The local business improvement district also did not support any open streets in most crowded pedestrian area in the city outside of Times Square, despite significant local enthusiasm. This coalition also vocally opposes public improvements, including open dining, outdoor retail, real public space at the waterfront, and has not committed meaningfully to public waterfront recreation. Further, it has bought up and developed municipal parking lots that could’ve been used for public space, a park, or a bus terminal.
The common thread is enforcement of private interests’ intrusion into public space that prioritizes wealthy condo- and car-owning residents and visitors over the largely working class, rent-burdened tenants of Flushing.
It seems as if the developers want to make Flushing as unlivable as possible until they’re seen as the only option for public space improvements, just like they want to make the neighborhood as expensive as possible until they’ve driven out all of the current tenants to make room for luxury development.
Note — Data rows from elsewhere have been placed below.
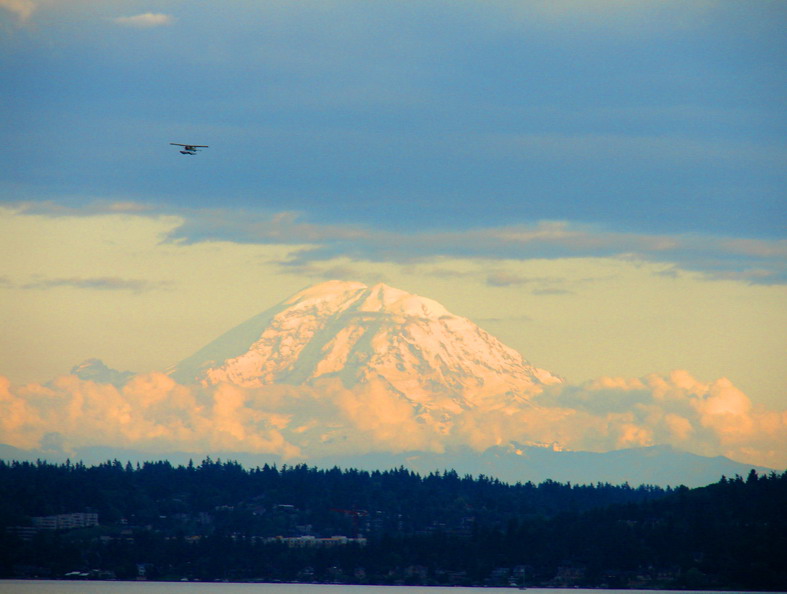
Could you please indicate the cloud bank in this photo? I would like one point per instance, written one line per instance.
(146, 20)
(154, 413)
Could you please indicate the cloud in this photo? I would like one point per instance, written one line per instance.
(755, 261)
(154, 413)
(22, 9)
(103, 283)
(146, 20)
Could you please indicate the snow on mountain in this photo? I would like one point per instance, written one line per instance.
(96, 370)
(410, 345)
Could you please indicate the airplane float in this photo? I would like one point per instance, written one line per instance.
(189, 149)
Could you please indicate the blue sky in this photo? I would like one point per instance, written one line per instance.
(601, 183)
(633, 116)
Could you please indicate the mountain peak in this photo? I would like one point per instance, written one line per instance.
(410, 345)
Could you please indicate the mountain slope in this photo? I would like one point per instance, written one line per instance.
(361, 335)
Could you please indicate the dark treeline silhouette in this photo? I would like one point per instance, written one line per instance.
(220, 521)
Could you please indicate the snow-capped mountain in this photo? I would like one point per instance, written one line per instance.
(96, 371)
(408, 344)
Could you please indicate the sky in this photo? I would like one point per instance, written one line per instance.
(598, 183)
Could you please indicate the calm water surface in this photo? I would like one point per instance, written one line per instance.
(97, 587)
Flushing can create high-quality public space on Main Street, truly public space on the waterfront, and across the neighborhood when the city listens to residents’ needs. The inspiring movement that has grown in Flushing around this decade-long rezoning fight can and will ensure that this unique and vibrant neighborhood provides livability and housing security for its residents.
But that can happen only if the Council listens to the voices of the residents of Flushing over those of developers’ interests.